Root canals, medically referred to as root canal therapy, may be necessary when the pulp in the root of a tooth is infected or damaged. If left without treatment, this infection could spread and cause further damage to other teeth and even your overall health.
Although the root canal procedure is generally safe, keep an eye out for infection symptoms that may occur after the procedure. Common signs of infection include severe pain, swelling, pus leaking, fever, a foul smell, and an increased feeling of tiredness in the area of the root canal.
- 1. Severe Pain
- 2. Excessive Swelling
- 3. Discharge Leaking
- 4. Foul Smell Coming From the Mouth
- 5. Fever
- 6. Increased Feeling of Tiredness
- What Causes Infection After Root Canal?
- Final Thought
1. Severe Pain
You may most likely feel some soreness or discomfort in the area of the root canal after your root canal. This is normal and not an indication of infection. However, if you experience sharp, throbbing pain days or weeks later, you may have gotten an infection.
2. Excessive Swelling
Swelling after a root canal procedure is also normal and usually subsides within 48 hours with rest and ice packs applied to the outside of the mouth.
The reason for swelling after a root canal is due to the body’s natural response to injury. When the infected pulp is removed, inflammation may occur and cause swelling in the gums, lips, or face.
However, if excessive swelling continues and persists for more than 48 hours, it could be a sign of infection that requires further medical treatment.
3. Discharge Leaking
It’s common to experience some discharge leaking from the site of the root canal after the procedure. This discharge could contain blood and pus, although it should not smell bad or cause any pain. Discharge leaking from the root canal site typically occurs as a sign that your body is healing and the root canal procedure was effective.
But if you experience large amounts of discharge leaking, or the discharge is yellow, brown, or green in color and has a foul odor, it could be a sign of infection as those are caused by bacteria.
4. Foul Smell Coming From the Mouth
If you breathe out of your mouth and notice a foul smell coming from it, this could be an indication of infection. The bacterium that lives inside your mouth can cause this bad odor, and when it gets into the root canals of a tooth it can make the smell even worse.
Fever is the most serious sign that an infection has occurred after a root canal. This is because fever is the body’s immune system‘s response to bacteria when it senses something foreign in the area.
A small part of people may experience a slight fever as their body adjusts and heals from the procedure. However, if your temperature rises above 99.5 °F, it is likely a sign of infection and should be addressed by your dentist as soon as possible.

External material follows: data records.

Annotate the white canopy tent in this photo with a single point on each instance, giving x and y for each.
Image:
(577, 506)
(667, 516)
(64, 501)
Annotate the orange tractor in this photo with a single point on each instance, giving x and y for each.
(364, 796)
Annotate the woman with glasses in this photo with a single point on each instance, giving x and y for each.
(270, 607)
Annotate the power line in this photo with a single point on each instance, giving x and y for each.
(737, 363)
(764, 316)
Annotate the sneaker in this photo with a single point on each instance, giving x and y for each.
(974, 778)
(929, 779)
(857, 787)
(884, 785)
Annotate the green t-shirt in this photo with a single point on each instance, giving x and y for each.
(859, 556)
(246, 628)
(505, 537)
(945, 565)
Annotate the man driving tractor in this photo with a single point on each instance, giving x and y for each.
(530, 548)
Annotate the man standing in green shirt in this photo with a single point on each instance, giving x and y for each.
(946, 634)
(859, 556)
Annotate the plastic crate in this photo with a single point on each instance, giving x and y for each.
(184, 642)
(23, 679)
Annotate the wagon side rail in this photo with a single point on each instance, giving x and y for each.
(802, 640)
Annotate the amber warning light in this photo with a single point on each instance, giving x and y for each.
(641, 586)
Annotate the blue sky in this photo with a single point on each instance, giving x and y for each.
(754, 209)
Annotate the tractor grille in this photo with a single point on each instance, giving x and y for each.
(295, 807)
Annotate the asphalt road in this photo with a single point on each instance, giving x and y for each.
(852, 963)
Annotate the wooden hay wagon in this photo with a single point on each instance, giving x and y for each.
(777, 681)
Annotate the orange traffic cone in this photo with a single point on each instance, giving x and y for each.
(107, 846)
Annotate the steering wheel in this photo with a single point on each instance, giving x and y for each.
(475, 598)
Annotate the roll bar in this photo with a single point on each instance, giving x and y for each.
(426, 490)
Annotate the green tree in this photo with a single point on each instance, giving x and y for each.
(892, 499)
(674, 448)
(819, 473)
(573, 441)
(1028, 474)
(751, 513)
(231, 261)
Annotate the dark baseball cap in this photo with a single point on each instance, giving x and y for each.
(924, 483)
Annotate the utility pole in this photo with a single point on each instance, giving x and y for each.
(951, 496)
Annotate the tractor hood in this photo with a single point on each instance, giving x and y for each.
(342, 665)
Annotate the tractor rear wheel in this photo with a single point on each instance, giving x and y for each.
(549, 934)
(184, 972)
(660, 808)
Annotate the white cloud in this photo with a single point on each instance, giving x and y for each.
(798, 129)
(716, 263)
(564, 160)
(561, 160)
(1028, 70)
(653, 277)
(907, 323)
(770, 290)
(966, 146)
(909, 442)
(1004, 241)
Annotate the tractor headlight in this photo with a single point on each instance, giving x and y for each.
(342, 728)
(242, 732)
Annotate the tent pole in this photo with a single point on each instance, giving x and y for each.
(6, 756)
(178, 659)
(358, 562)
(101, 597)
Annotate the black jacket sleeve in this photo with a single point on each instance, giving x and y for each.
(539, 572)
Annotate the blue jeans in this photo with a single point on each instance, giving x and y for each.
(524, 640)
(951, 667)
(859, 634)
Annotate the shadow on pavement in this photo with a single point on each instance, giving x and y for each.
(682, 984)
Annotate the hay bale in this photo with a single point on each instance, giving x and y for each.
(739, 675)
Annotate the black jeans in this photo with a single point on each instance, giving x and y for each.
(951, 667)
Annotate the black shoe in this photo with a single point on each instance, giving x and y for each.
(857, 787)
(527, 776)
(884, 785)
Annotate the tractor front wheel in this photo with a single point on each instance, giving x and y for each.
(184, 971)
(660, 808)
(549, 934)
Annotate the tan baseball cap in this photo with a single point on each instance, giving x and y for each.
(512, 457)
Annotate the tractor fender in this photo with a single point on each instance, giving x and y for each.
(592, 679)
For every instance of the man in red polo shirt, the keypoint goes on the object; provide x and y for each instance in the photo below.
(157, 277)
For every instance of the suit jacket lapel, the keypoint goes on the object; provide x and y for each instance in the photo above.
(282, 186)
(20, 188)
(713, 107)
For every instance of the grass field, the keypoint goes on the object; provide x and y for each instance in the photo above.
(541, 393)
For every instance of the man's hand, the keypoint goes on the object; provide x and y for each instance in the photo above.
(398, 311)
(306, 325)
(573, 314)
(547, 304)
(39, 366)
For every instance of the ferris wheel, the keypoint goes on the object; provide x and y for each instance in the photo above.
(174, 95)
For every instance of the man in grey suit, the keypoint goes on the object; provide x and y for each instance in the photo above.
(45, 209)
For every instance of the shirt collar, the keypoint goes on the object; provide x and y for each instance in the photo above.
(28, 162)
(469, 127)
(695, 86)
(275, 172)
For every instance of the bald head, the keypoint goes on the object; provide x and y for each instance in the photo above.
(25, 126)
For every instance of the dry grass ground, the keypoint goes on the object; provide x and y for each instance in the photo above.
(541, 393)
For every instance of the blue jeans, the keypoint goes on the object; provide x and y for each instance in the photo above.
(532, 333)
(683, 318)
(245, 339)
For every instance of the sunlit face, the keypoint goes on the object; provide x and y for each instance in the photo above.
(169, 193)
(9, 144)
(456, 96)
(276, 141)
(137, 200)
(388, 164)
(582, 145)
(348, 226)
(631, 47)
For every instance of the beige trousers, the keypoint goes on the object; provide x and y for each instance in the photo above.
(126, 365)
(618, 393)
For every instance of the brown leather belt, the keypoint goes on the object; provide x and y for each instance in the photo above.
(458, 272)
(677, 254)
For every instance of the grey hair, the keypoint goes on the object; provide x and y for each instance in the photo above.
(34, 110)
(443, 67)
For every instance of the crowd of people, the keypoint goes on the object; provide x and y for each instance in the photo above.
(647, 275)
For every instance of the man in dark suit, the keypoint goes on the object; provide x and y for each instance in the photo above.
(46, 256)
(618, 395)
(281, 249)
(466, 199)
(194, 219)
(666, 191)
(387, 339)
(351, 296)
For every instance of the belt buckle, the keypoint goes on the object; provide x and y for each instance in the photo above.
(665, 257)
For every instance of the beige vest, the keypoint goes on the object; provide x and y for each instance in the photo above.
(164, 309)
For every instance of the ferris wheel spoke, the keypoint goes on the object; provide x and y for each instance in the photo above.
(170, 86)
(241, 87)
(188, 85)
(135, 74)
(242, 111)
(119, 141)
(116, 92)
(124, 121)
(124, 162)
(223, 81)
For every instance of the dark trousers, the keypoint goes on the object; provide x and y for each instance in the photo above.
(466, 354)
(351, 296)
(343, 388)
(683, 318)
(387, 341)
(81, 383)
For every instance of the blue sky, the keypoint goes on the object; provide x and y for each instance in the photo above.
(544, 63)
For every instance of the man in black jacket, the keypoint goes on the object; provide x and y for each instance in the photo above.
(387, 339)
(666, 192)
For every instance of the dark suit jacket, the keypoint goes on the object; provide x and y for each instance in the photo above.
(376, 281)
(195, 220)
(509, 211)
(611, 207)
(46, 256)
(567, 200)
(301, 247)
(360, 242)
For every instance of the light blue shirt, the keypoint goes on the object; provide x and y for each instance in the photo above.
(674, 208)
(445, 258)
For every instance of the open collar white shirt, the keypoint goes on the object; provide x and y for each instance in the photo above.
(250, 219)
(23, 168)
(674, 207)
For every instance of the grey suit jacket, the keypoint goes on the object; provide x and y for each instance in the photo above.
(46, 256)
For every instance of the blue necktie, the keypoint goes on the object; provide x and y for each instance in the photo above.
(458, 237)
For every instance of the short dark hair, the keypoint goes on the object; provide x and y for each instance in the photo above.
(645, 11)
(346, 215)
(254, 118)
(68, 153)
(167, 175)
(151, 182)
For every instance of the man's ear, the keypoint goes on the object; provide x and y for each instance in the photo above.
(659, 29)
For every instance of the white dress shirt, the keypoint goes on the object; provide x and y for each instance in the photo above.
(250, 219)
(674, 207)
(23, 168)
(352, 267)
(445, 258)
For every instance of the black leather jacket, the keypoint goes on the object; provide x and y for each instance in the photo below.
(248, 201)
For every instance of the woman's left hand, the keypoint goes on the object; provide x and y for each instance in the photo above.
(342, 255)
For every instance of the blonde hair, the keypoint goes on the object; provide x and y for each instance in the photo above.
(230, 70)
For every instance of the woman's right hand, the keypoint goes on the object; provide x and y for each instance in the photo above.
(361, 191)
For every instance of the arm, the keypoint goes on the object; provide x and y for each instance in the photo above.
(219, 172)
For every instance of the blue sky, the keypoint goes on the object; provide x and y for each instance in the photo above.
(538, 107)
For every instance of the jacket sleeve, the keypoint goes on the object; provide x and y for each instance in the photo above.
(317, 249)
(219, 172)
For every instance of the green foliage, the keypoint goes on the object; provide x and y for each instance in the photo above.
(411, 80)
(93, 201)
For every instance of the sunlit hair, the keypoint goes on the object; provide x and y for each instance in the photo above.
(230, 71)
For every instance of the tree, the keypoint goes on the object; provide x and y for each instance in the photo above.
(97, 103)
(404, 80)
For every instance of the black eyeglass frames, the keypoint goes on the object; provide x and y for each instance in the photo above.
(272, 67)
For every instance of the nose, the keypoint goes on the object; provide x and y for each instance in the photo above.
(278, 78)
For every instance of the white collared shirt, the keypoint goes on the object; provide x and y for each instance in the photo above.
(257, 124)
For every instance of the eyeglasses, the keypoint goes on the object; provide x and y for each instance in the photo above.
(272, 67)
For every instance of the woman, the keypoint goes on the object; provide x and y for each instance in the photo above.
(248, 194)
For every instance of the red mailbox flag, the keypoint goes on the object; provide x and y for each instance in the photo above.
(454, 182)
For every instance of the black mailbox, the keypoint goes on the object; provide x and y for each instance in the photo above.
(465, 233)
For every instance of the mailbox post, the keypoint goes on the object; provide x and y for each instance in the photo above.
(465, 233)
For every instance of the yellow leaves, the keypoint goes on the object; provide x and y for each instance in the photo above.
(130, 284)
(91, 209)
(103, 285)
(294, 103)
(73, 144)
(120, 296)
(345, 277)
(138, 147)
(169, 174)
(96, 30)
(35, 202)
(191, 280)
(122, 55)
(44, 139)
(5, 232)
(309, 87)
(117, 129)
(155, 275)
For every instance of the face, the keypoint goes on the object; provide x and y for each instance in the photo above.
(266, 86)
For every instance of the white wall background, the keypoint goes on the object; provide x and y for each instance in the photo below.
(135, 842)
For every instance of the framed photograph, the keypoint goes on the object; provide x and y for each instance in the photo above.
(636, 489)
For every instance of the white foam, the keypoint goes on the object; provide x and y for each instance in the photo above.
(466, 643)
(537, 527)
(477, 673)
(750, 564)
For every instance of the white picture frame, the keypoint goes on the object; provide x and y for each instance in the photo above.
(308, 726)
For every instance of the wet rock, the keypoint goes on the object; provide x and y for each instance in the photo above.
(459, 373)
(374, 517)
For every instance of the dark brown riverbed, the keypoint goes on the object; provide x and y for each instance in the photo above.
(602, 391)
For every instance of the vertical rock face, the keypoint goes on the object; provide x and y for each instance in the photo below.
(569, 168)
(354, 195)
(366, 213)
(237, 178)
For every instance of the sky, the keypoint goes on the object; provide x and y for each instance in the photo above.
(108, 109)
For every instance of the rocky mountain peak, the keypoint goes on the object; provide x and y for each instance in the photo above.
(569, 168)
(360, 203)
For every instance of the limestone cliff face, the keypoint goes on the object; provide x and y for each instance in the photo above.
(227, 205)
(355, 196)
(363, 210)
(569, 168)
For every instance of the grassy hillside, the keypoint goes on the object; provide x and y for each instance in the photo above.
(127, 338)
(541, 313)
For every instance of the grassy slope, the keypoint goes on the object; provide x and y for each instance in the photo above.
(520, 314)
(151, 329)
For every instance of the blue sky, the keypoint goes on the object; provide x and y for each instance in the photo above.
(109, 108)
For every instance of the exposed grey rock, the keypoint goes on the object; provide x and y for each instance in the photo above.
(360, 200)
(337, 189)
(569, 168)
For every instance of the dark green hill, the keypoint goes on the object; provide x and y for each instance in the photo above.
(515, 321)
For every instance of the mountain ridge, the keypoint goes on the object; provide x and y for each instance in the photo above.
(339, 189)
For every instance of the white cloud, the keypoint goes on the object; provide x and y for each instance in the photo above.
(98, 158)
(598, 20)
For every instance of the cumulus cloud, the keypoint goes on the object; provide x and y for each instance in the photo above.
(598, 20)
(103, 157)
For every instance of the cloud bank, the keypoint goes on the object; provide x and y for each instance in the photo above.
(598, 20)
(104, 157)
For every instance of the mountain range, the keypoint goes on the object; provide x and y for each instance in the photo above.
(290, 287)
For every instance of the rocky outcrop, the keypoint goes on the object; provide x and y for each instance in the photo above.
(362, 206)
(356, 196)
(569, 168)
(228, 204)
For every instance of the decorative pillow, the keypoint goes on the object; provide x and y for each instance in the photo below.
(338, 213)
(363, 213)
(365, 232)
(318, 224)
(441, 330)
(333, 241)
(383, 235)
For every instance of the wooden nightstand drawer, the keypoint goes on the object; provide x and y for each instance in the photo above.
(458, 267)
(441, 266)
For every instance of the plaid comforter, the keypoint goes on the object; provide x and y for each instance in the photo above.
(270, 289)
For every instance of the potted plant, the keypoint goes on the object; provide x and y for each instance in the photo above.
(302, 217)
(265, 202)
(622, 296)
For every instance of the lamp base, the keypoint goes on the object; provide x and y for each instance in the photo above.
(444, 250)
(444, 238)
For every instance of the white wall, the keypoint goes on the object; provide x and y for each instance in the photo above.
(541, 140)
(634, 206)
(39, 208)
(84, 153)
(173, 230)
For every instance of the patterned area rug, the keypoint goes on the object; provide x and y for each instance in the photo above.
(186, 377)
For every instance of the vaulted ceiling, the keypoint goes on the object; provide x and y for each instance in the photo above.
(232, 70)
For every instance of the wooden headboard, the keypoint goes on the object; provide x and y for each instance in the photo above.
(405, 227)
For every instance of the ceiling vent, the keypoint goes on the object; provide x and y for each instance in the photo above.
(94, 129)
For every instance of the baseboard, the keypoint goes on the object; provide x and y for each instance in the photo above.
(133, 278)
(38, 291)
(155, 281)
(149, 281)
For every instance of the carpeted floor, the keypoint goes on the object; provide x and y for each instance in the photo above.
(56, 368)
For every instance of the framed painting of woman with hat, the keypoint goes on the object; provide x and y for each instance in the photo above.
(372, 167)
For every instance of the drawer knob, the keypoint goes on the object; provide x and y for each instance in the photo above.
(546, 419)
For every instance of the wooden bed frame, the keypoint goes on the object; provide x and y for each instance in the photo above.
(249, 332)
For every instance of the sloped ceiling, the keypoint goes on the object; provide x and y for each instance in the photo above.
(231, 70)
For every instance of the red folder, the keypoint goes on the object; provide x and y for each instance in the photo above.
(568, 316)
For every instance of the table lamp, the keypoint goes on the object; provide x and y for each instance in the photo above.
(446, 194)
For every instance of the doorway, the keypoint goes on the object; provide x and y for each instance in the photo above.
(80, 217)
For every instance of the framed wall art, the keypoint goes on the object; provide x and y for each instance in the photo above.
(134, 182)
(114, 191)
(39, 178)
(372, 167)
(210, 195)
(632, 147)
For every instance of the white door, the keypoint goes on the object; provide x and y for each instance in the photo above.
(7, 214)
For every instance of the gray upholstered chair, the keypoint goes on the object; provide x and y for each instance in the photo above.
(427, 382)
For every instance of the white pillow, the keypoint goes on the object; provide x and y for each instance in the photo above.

6. Increased Feeling of Tiredness
If you are experiencing a decrease in energy and an increase in tiredness, it could be due to the body’s response to an infection after a root canal. Infections can cause the body to expend energy in order to fight off the bacteria that is invading it and this can lead to feeling tired and weak.
What Causes Infection After Root Canal?
There are several reasons why you may get an infection after a root canal. Root canal infections occur when bacteria enter the pulp chamber of a tooth and infect the soft tissues, nerves, and blood vessels.
1. The Root Canal Procedure May Have Been Incomplete
During a root canal, your dentist must clean out all of the diseased tissue inside the tooth and fill in any cavities or other areas of decay. If there are spots that weren’t completely filled in or cleaned properly during the procedure, it can easily infection.
Sometimes, it can be difficult to thoroughly clean and disinfect all of the nooks and crannies of the root canals due to the complication of the shape of your root canals. This can lead to bacteria being left behind and causing infection.
2. Delay in Placing Your Crown
Another common cause of root canal infections is a delay in placing the crown. The crown is placed over the root canal to protect it from bacteria, but if it isn’t placed soon enough, bacteria can enter and travel down into the root canal, causing infection.
3. Your Tooth May Have Extra Canals
Sometimes teeth can have extra root canals that are not visible to the naked eye. These extra canals are unable to be filled and therefore cannot be protected from bacteria. If these additional canals are not treated, the bacteria can then spread and cause an infection.
4. Don’t Follow Post-treatment Instructions
You need to follow all post-treatment instructions provided by your dentist, including eating soft foods and avoiding strenuous physical activity that may aggravate the area of treatment.
Proper oral hygiene practices should also be followed to help reduce the risk of infection.
Improper oral hygiene can also cause root canal infections. Not brushing and flossing your teeth regularly can lead to a buildup of plaque, which is a haven for bacteria. If this bacteria enters the pulp chamber through a crack in the tooth or from food particles trapped in between the teeth, it can rapidly spread throughout the entire root canal system, leading to infection.
If you have recently had a root canal and are experiencing any of the above signs, it is important to contact your dentist right away.
Early detection and treatment can help prevent further complications from an infection and speed up the healing process. Your dentist will be able to diagnose the issue and create a plan of action to make sure it’s properly treated.